A Trip Down Social Media’s Memory Lane Uncovers Emotions
IN THE TUMULTUOUS and tiresome run-up to the last presidential election, I became fatigued from the uncivil discourse on social media, and especially on Facebook. Additionally, I worried enormously about Facebook’s lack of a coordinated response to rampant misinformation. Yeah, yeah, welcome to the club, Jacobs. OK, so not a unique set of feelings—but these fears struck me hard enough to swear off Facebook. After a dozen-plus years on the platform, I said, “Enough.”

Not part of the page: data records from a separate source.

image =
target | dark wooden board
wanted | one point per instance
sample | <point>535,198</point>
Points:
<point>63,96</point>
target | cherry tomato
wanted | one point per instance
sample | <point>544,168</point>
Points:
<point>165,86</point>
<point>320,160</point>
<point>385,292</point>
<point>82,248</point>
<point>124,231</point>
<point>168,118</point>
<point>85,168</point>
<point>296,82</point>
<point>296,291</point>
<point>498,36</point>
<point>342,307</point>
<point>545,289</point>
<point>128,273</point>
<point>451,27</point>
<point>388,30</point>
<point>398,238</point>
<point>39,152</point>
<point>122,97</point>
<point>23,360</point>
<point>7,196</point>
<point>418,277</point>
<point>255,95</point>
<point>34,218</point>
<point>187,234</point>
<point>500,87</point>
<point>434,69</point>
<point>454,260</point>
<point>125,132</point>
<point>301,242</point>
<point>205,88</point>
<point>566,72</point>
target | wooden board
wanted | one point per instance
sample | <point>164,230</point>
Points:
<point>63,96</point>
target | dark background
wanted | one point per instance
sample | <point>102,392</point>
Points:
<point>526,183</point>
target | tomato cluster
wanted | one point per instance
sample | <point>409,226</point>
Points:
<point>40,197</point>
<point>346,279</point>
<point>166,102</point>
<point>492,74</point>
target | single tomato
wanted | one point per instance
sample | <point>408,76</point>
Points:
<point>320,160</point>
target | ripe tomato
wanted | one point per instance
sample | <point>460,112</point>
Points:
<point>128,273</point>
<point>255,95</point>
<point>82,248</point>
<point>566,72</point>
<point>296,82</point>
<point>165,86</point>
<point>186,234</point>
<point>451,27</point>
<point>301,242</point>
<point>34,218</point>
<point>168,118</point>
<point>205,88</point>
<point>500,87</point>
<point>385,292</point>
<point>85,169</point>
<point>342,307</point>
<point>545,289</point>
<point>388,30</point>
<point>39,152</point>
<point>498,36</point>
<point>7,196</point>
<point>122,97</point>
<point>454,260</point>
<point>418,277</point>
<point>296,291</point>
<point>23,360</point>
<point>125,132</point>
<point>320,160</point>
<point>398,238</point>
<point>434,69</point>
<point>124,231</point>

Or, I sort of said, “Enough.” I had more than a decade of pictures stored on Facebook’s servers, and I knew I wanted many of them. That said, I was too lazy to find a way to bulk download them—I know, I work in the tech industry, and I should have looked for a tech solution. What I did instead was commit to not posting anything on the platform and not spending any time peering at my so-called friends’ so-called lives. I would look at the “Memories” section every day and download the photos I wanted. It was a one-day-at-a-time sort of solution and I figured that would both get me the images I wanted and slowly disentangle my brain from Facebook.
But a funny thing happened on the way to the Forum. In looking at the photos, my brain started surfacing names of friends and seemingly random ideas. I was remembering all the folks that had commented on the images, but rarely exactly what they said. As I looked at the photos, it turned out the comments were as entrancing as my memories of trips to Cambodia, Costa Rica, and New Zealand; the so-dumb-it-is-actually-witty banter with a dear—and now sadly departed—friend was as much a draw as the images of random things spotted at bars, mural-covered alleys, or convention centers. A real example: In 2018, I posted a photo of a creepy disembodied silicone torso wedged into a machine that was labeled “Hands-only CPR,” presumably designed to help people learn CPR. Sample wise-guy friend comment: “I wanted to play this game but couldn’t figure out where to insert the quarter.” Har har har.
This quirk of memory that allowed me to recall that Brian cracked wise on this photo (without remembering what he said), but Robert started a whole serious discussion on that one (without remembering what the discussion was about), really stood out to me. It reminded me of the widely circulated Maya Angelou quote: “I’ve learned that people will forget what you said, people will forget what you did, but people will never forget how you made them feel.” The contents of the comments had been lost to me, but the how-they-made-me-feel and who made me feel that way had wedged themselves deeply into my cranium.
This persistence of emotion is not confined to social media posts, of course. Forrester has published research showing that designing experiences in which customers feel respected, valued, appreciated, or confident drives retention, enrichment, and advocacy. You know, real business results that the C-suite and investors care about. But that research could read as dry and academic advice to some. So to prove the tenacity of emotions, copy my experience as a first-person experiment. If you’ve got a long history on platforms like Facebook or Instagram, go back and look at some of your old posts and see if you can summon up whether your friends commented, which ones commented, and how the discussion felt. And then reclaim your life and get off those platforms. Just kidding. Sort of.
Ian Jacobs is a vice president and research director at Forrester Research.